Hizmetçi odadan çıktığı anda yataktan kalktım. Gökçe hızlıca üzerini değiştirdi fakat ben altımda bir eşofman ve üzerimde kısa bir tişörtle odadan çıktım. Uykulu gözlerimin gördüğü ilk şey tek sıra halinde dizilmiş aile üyeleriydi. Kuzey ve Bora'nın geceden kaldığı belli olan takımlarının aksine Mert düzgün giyinmişti. Annem ise sabahlığını üzerine geçirmiş endişe ile kocasına bakıyordu.
"Geçin." Dedi Çağdaş Karademir. Sırayı işaret ederek.
Karşı çıkma arzuma zıt bir şekilde yavaşça geçtim. Dudaklarımı hemen yanımda ki Bora'ya çevirdiğimde fısıltımı babasının duymadığına emindim. "Ne oluyor?"

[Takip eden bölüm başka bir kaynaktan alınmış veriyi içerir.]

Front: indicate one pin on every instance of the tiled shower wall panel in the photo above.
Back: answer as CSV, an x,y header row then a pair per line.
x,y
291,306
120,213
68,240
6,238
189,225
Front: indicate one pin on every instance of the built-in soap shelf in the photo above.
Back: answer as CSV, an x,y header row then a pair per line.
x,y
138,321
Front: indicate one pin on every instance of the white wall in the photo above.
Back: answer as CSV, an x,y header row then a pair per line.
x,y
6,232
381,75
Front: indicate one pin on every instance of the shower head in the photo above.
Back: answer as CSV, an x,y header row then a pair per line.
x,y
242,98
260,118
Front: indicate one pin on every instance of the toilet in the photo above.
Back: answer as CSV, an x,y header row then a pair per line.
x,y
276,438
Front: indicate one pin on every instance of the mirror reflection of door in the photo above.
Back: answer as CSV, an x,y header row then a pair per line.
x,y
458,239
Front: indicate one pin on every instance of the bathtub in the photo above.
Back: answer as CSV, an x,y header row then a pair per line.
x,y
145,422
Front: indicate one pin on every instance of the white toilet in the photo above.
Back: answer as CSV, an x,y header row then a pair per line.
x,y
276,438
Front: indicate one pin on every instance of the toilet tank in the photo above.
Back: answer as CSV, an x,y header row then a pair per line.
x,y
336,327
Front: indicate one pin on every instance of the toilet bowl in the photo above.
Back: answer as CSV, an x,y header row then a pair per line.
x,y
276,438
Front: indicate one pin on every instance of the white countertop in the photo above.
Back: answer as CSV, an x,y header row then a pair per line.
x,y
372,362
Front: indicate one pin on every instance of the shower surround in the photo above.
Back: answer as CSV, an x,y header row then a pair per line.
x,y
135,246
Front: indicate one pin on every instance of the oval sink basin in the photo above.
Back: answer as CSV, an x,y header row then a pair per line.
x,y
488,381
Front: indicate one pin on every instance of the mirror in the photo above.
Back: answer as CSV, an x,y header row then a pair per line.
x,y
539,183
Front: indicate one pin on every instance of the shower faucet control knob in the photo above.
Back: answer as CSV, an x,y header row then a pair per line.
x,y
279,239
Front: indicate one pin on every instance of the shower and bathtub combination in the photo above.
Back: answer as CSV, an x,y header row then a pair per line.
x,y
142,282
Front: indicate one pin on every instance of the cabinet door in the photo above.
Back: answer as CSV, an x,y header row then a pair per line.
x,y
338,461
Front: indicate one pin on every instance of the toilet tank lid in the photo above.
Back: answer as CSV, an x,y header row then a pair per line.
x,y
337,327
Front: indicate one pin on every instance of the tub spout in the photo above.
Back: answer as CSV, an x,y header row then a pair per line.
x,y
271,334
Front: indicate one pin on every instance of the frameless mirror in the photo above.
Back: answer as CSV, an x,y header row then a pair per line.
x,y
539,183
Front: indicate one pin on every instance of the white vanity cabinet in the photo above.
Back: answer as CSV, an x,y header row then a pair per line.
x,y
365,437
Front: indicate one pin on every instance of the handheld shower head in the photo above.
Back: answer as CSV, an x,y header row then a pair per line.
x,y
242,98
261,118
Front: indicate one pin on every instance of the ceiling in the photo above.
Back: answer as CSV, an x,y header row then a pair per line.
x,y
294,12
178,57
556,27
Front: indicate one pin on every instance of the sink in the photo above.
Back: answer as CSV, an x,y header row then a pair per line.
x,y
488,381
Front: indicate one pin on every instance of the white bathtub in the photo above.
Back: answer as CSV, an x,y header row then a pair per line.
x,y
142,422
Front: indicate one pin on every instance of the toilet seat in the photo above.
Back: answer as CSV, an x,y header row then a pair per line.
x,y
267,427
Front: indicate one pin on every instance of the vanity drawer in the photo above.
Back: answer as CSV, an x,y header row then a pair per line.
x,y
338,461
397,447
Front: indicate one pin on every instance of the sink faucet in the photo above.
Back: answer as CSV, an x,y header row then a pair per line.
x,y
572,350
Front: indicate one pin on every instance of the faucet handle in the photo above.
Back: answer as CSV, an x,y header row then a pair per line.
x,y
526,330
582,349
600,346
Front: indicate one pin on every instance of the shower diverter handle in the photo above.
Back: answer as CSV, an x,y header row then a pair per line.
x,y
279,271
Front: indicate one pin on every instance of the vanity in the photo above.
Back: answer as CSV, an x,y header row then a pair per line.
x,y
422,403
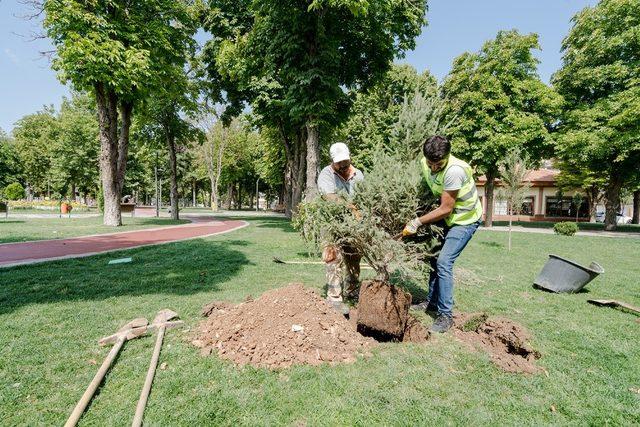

Bora sorumu duydu fakat bana dönmeden cevapladı. "Sıçtık Derin. Fena sıçtık."
"Bugün konuşacağımız iki konu var. İlki canımı sıktı, ikincisi canınızı sıkacak." Şömineye yaklaştı ve yanan ateşin içinde ki demiri bir tur çevirdi. "Biri odama girmiş, yetmemiş eşyalarımı karıştırmış."
Nefesimi tuttum, tepkisiz durmak için verdiğim savaş epey büyüktü. Büküp avuçlarıma batırmak istediğim tırnaklarıma karşı koydum. Her şeyi yerli yerine koymuştum. Odasına girdiğimi nasıl anlamıştı?
"Bu evde soruları bir kez sorarım ve cevabını alamazsam hepiniz için çok kötü olur." Sesi önemsiz bir şeyi söylüyor gibiydi ama bakışları tam tersini bağırıyordu. "Odama kim girdi?"
Korkunç bir sessizlik kol gezdi odada, bir cevap gelmesini elbette beklemiyordum fakat böylesine bir sessizlik kalp atışlarımı hızlandırdı.
"Baba biz-" Kuzey'in sessizliği bölen sesini babası sertçe kesti.
"Odaya sen mi girdin Kuzey?" Kafasını sağa sola salladı. "O zaman çeneni kapat!"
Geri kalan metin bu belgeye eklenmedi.